The Heraldry Society of New Zealand
- Formation: 1962
- Headquarters: Auckland, New Zealand
- President: Colin R. J. Davis, JP KCHS DipLGA DipTP DipUrbVal FHSNZ
- Patron: Dame Cindy Kiro, GNZM QSO DStJ
- Website: heraldry.nz

= The Heraldry Society of New Zealand =

The Heraldry Society of New Zealand, established in 1962, is the principal New Zealand learned society concerned with the scholarly study of heraldry.

Operationally and constitutionally, it is completely independent of The Heraldry Society in England. It was known as The Heraldry Society (New Zealand Branch) until November 2007.

It publishes a quarterly journal, The New Zealand Armorist, and its present patron is Dame Cindy Kiro , 22nd Governor-General of New Zealand. The current president of the Society is Colin Davis.

==Badge==
In November 2008, the Heraldry Society of New Zealand adopted an heraldic badge, the blazon of which is:

On a roundel Vert, a lion sejant affronty Or, langued Gules, armed Argent, crowned with an ancient crown Or, supporting with its fore-paws an escutcheon quarterly Azure and Gules, on an inescutcheon between four stars (mullets) in cross Argent, a lymphad, sail furled, oars in action Sable, flagged Gules; in the dexter chief of the roundel, a scroll Or with the motto ONWARD Gules.

The green (Vert) background of the roundel is intended to symbolise the forests of New Zealand, and the shields (escutcheon and inescutcheon) are meant to represent heraldry.

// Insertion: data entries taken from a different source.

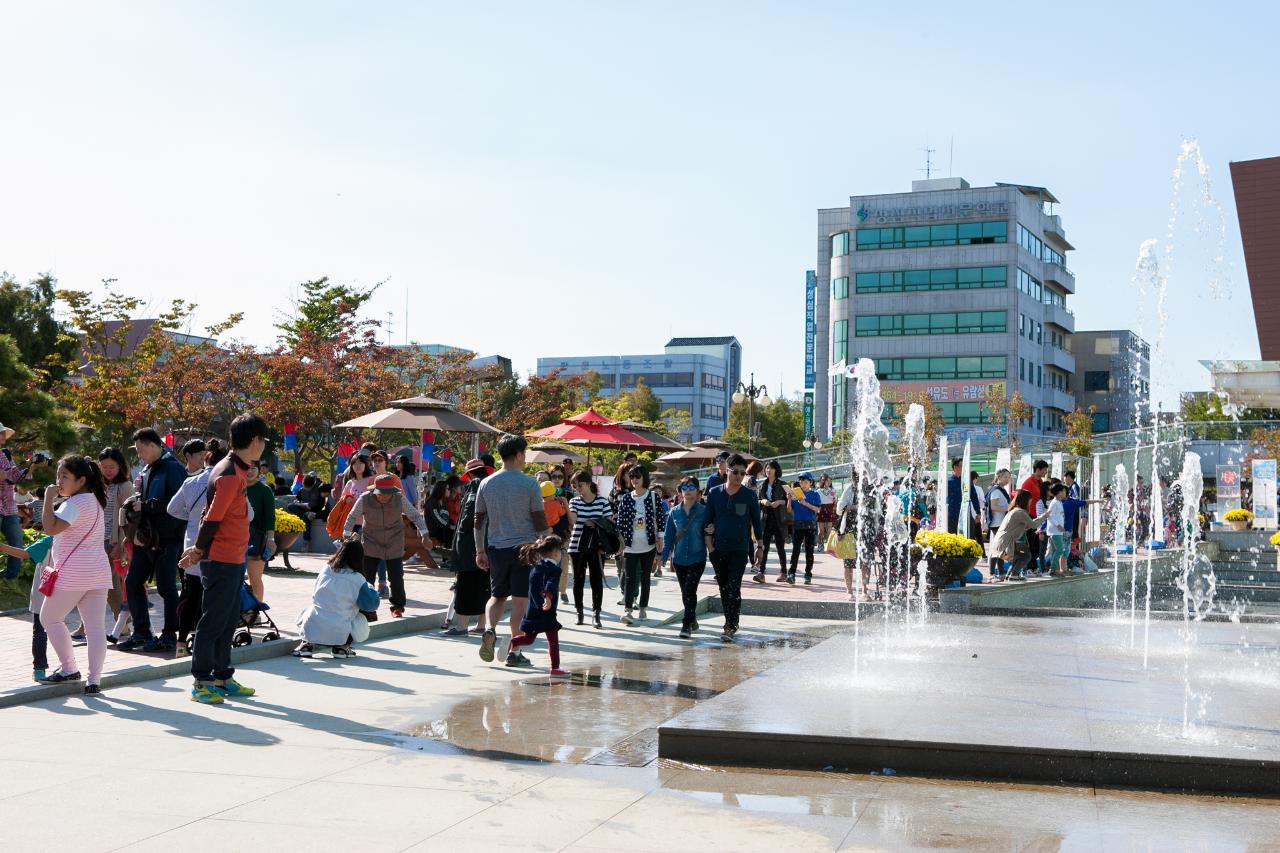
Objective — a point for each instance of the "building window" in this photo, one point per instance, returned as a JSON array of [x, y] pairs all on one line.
[[941, 368], [968, 278], [1031, 286], [1097, 381], [968, 233], [871, 325]]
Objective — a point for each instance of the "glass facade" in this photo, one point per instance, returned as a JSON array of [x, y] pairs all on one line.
[[871, 325], [967, 233], [967, 278], [942, 368]]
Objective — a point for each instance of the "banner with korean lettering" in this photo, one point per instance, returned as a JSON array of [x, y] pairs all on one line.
[[810, 328]]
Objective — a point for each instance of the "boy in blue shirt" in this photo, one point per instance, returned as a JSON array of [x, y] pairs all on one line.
[[804, 527]]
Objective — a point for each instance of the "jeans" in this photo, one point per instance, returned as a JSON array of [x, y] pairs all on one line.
[[10, 525], [164, 565], [639, 565], [803, 536], [588, 562], [689, 578], [394, 573], [772, 536], [219, 617], [728, 566]]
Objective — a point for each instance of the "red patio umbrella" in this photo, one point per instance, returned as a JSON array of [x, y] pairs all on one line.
[[593, 429]]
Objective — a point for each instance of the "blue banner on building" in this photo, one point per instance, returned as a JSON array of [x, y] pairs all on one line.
[[810, 301]]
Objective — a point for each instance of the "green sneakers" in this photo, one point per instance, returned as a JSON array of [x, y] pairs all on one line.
[[206, 694], [232, 689]]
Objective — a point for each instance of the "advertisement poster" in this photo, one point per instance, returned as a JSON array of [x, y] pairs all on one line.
[[1265, 493]]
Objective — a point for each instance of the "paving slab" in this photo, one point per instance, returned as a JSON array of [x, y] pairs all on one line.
[[1040, 699]]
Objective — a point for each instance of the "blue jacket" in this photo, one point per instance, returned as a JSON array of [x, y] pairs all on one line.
[[691, 548], [735, 518]]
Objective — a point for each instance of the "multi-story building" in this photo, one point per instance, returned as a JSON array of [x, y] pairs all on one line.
[[952, 290], [1112, 372], [696, 375]]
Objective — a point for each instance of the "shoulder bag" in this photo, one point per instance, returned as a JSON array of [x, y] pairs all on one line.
[[49, 576]]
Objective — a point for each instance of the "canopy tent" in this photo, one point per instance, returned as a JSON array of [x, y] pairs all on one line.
[[593, 429], [549, 454], [420, 413]]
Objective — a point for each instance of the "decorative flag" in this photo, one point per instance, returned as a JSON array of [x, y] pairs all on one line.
[[428, 448]]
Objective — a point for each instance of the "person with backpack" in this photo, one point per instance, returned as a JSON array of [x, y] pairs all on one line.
[[686, 548], [471, 583], [156, 543], [641, 521]]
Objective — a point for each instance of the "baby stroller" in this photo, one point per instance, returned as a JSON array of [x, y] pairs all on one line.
[[254, 614]]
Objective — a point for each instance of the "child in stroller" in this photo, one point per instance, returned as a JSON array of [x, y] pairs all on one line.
[[342, 603]]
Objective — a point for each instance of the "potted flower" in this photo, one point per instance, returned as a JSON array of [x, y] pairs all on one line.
[[947, 556], [1239, 519], [288, 528]]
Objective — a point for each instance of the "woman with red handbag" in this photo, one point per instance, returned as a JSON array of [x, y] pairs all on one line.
[[81, 573]]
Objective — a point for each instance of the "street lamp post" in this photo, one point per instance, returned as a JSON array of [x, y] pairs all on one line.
[[752, 392]]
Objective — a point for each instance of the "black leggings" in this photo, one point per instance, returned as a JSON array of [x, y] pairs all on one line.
[[590, 560], [773, 536]]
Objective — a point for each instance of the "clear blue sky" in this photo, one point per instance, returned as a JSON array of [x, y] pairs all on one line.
[[560, 178]]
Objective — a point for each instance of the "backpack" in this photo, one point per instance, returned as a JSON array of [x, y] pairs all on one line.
[[338, 516]]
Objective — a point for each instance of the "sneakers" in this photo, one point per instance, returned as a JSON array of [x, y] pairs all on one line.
[[160, 644], [232, 689], [206, 694], [58, 676], [487, 644]]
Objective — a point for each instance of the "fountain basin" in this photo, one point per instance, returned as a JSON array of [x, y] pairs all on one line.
[[1031, 699]]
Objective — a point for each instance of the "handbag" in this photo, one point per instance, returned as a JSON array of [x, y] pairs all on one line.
[[49, 576]]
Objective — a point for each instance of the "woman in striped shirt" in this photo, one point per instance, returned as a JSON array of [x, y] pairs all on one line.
[[584, 544]]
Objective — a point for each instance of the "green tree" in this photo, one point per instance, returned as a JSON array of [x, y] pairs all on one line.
[[32, 414], [27, 315], [327, 313]]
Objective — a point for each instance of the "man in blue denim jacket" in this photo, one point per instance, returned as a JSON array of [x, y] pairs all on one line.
[[685, 546], [732, 516]]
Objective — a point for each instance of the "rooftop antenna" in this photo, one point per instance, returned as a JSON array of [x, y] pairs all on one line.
[[928, 160]]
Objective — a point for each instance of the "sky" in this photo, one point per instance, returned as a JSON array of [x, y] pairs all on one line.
[[592, 178]]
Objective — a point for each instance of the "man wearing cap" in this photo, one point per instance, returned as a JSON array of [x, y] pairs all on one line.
[[376, 516], [508, 514], [10, 523]]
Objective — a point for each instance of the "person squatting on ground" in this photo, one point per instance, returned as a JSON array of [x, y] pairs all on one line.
[[685, 546], [641, 520], [544, 561], [508, 515], [156, 543], [342, 596], [732, 516], [376, 516], [222, 543]]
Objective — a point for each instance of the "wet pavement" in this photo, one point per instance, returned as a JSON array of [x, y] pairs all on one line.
[[419, 746]]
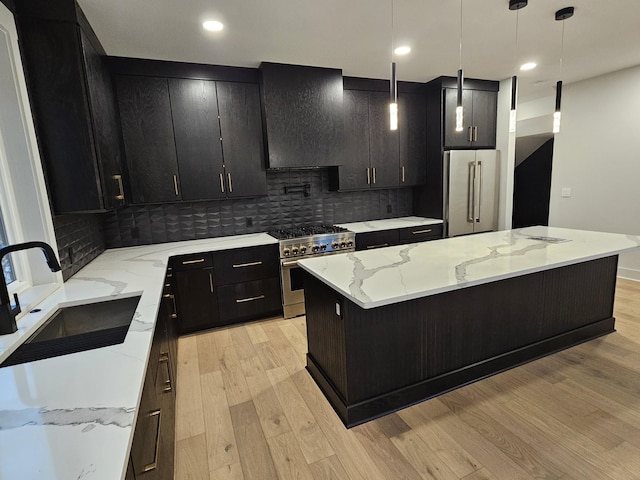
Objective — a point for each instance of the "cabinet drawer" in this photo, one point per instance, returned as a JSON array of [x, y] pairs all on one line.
[[249, 300], [380, 238], [191, 261], [421, 233], [246, 264]]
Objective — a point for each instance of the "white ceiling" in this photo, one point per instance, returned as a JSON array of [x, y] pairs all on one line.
[[355, 35]]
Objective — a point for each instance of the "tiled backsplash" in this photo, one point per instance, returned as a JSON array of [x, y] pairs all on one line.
[[79, 239], [146, 224]]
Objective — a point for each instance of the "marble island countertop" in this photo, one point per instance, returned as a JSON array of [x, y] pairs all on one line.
[[394, 274], [389, 224], [72, 417]]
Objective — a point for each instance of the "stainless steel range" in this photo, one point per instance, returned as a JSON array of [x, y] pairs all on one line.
[[306, 242]]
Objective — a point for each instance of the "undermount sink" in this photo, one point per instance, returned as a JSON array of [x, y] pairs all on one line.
[[78, 328]]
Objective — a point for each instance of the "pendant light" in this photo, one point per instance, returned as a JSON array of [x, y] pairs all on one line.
[[515, 5], [393, 100], [561, 15], [459, 110]]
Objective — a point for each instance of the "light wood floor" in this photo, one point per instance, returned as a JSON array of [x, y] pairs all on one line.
[[247, 409]]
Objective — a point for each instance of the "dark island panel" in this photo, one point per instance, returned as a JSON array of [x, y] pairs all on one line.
[[370, 362]]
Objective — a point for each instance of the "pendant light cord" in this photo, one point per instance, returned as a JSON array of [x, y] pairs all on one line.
[[461, 34]]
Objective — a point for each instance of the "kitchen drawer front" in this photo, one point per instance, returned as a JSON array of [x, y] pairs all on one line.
[[191, 261], [246, 264], [377, 239], [422, 233], [249, 300]]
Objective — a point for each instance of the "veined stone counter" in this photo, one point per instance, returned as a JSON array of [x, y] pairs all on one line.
[[395, 274], [72, 417]]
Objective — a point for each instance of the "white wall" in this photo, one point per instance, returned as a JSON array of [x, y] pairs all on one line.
[[597, 155]]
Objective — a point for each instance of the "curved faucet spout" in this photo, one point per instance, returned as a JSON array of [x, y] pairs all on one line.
[[9, 312]]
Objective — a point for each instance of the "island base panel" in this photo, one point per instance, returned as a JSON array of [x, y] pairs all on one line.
[[556, 309]]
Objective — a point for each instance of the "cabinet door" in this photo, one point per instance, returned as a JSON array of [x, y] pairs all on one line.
[[194, 110], [383, 143], [105, 124], [485, 111], [412, 129], [377, 239], [241, 126], [196, 300], [453, 139], [355, 173], [147, 131]]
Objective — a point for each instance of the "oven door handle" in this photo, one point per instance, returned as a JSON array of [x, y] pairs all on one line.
[[294, 263]]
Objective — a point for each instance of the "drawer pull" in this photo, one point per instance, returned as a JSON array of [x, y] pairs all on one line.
[[250, 299], [250, 264], [153, 465], [189, 262]]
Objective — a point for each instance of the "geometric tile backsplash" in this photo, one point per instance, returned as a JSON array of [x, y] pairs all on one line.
[[172, 222]]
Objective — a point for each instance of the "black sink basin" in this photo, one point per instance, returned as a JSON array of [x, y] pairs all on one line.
[[78, 328]]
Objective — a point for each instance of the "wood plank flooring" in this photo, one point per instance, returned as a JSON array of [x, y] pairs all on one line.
[[248, 410]]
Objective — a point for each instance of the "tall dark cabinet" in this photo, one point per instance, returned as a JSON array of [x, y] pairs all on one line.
[[190, 138], [480, 101], [72, 99]]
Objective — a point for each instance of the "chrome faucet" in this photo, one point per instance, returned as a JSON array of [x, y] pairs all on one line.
[[9, 312]]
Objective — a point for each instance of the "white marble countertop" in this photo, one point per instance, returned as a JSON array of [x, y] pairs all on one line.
[[72, 417], [394, 274], [389, 224]]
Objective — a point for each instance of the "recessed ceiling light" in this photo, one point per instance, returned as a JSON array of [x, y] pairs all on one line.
[[403, 50], [213, 26]]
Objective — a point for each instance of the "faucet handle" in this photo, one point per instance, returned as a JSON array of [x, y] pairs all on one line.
[[15, 309]]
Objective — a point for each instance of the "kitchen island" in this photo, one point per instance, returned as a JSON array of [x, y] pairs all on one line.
[[395, 326]]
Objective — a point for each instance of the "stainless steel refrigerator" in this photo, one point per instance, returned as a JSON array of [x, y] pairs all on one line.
[[470, 187]]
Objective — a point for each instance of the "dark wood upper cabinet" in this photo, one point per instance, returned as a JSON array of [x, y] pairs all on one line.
[[303, 117], [241, 129], [412, 130], [194, 109], [147, 132], [479, 119], [72, 100]]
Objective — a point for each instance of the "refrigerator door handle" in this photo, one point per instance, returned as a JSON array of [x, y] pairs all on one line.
[[477, 200], [471, 192]]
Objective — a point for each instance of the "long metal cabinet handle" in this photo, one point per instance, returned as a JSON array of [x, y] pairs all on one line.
[[249, 264], [378, 246], [175, 184], [153, 465], [478, 193], [189, 262], [118, 179], [250, 299], [470, 190]]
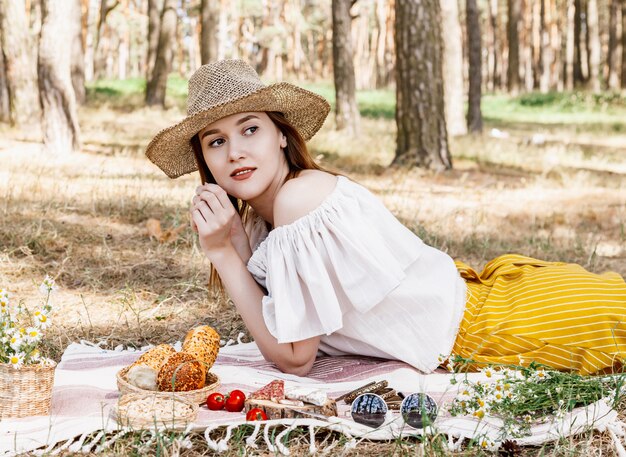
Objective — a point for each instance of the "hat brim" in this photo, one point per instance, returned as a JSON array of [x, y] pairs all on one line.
[[171, 149]]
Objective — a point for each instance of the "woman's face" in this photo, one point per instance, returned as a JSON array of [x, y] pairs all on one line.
[[243, 152]]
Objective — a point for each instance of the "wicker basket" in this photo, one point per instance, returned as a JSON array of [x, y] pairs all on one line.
[[153, 410], [26, 391], [197, 396]]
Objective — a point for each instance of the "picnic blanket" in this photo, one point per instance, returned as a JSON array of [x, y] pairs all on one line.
[[85, 392]]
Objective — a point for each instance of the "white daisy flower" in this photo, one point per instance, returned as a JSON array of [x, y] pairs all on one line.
[[33, 334], [17, 360], [487, 444], [41, 319], [47, 286], [540, 375], [488, 372]]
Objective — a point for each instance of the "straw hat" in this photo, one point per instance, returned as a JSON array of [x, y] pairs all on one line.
[[226, 87]]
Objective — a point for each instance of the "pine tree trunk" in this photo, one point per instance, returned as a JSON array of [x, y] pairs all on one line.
[[570, 50], [537, 15], [20, 65], [558, 14], [5, 112], [623, 78], [546, 49], [494, 55], [154, 21], [474, 116], [61, 134], [155, 90], [101, 56], [78, 52], [612, 58], [578, 55], [529, 36], [513, 79], [381, 26], [594, 46], [422, 138], [453, 67], [346, 110], [208, 35]]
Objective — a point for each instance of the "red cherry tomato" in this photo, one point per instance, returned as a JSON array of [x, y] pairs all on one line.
[[256, 414], [235, 401], [215, 401]]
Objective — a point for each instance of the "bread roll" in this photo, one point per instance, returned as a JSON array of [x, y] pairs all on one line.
[[190, 376], [142, 376], [203, 343], [155, 357]]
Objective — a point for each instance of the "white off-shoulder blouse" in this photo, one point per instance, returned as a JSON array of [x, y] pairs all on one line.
[[350, 272]]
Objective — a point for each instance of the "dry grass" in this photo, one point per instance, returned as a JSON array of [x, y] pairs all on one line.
[[82, 220]]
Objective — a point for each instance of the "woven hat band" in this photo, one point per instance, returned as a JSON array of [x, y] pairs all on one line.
[[212, 86]]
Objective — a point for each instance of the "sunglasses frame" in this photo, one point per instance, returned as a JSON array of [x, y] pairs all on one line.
[[427, 405]]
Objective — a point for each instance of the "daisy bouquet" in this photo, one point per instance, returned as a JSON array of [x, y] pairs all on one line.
[[525, 395], [21, 329]]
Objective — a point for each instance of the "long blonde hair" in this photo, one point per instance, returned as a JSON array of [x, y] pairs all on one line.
[[298, 159]]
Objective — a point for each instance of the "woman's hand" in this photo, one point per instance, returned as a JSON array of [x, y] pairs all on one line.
[[217, 222]]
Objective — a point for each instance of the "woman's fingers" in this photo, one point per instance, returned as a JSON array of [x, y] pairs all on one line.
[[216, 190]]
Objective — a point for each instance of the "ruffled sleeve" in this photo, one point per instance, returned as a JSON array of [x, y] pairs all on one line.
[[345, 255]]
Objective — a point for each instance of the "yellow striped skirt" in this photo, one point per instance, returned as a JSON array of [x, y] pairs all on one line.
[[554, 313]]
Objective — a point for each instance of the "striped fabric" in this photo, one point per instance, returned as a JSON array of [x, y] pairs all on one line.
[[553, 313]]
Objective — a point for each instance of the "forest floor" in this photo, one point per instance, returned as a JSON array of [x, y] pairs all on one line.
[[546, 179]]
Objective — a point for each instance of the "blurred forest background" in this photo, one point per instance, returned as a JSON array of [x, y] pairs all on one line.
[[53, 50], [486, 126]]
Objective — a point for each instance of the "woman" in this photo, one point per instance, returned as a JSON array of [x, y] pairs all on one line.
[[313, 261]]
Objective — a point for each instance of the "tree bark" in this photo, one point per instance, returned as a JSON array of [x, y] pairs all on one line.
[[346, 110], [570, 46], [546, 49], [513, 79], [20, 65], [154, 20], [594, 45], [155, 90], [208, 31], [493, 69], [578, 55], [78, 52], [623, 78], [612, 58], [422, 138], [5, 112], [100, 60], [453, 67], [474, 115], [61, 134]]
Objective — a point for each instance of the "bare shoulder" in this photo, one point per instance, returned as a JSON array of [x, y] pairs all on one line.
[[301, 195]]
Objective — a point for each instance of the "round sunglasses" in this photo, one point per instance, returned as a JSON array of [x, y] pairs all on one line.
[[418, 410]]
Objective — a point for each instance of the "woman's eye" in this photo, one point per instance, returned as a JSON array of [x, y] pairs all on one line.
[[217, 142]]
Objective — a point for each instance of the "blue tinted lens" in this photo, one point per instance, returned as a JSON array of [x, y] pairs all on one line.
[[369, 409], [418, 410]]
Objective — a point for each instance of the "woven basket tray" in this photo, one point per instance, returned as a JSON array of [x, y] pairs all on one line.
[[154, 410], [197, 396], [26, 391]]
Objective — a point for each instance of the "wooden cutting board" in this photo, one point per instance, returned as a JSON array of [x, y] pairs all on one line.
[[280, 411]]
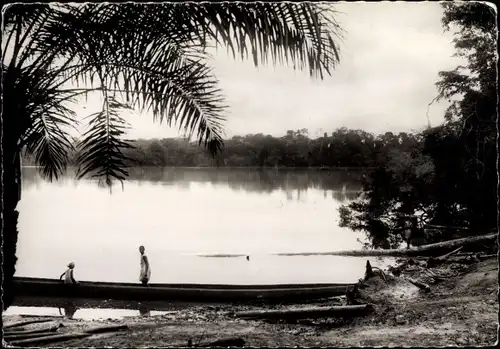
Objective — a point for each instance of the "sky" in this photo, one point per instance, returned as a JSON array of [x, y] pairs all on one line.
[[390, 58]]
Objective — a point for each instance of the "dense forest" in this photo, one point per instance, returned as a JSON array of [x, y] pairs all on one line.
[[342, 148], [449, 178]]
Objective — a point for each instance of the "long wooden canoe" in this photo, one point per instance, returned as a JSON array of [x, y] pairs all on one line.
[[37, 287]]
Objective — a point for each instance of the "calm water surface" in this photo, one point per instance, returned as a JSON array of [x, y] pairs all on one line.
[[183, 215]]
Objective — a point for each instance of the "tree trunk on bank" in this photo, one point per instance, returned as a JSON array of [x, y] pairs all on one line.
[[10, 197], [424, 250]]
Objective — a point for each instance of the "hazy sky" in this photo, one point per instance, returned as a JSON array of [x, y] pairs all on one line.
[[390, 59]]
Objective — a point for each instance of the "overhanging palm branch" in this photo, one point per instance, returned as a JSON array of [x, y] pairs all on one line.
[[153, 57]]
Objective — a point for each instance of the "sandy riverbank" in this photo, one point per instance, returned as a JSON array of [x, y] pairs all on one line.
[[461, 309]]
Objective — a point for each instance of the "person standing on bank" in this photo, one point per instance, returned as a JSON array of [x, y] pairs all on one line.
[[145, 275]]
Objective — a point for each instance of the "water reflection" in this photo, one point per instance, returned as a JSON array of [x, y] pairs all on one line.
[[251, 180], [77, 309], [177, 211]]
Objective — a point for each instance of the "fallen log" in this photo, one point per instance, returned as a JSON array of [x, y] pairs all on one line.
[[419, 250], [24, 323], [49, 339], [432, 261], [27, 335], [420, 285], [40, 330], [225, 342], [108, 328], [486, 256], [346, 310]]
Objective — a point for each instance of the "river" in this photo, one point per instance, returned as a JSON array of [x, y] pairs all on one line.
[[187, 218]]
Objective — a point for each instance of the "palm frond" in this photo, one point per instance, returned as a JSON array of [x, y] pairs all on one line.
[[154, 56], [100, 152]]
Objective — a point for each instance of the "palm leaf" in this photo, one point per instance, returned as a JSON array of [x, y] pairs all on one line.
[[100, 151]]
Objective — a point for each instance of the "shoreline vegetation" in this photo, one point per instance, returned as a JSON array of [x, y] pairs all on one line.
[[342, 149]]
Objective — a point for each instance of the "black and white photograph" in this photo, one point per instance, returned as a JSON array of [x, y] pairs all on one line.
[[249, 174]]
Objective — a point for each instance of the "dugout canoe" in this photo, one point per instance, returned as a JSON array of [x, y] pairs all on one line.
[[38, 287]]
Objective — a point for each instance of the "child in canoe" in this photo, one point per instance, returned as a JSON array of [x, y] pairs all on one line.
[[69, 279], [145, 274]]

The blue (Azure) and red (Gules) quarters of the shield, the black (Sable) lymphad on white (Argent), the stars of the Southern Cross, were all influenced by the coat of arms of New Zealand. The motto "Onward" comes from the 1911 version of the New Zealand arms.

The colours of the quarters of the shield were also influenced by the arms of their former parent society, as were the lion’s face and ancient crown.

The lion is gold (Or) like the English royal lions, and faces the viewer (sejant affronty) like that in the crest of the royal coat of arms in Scotland.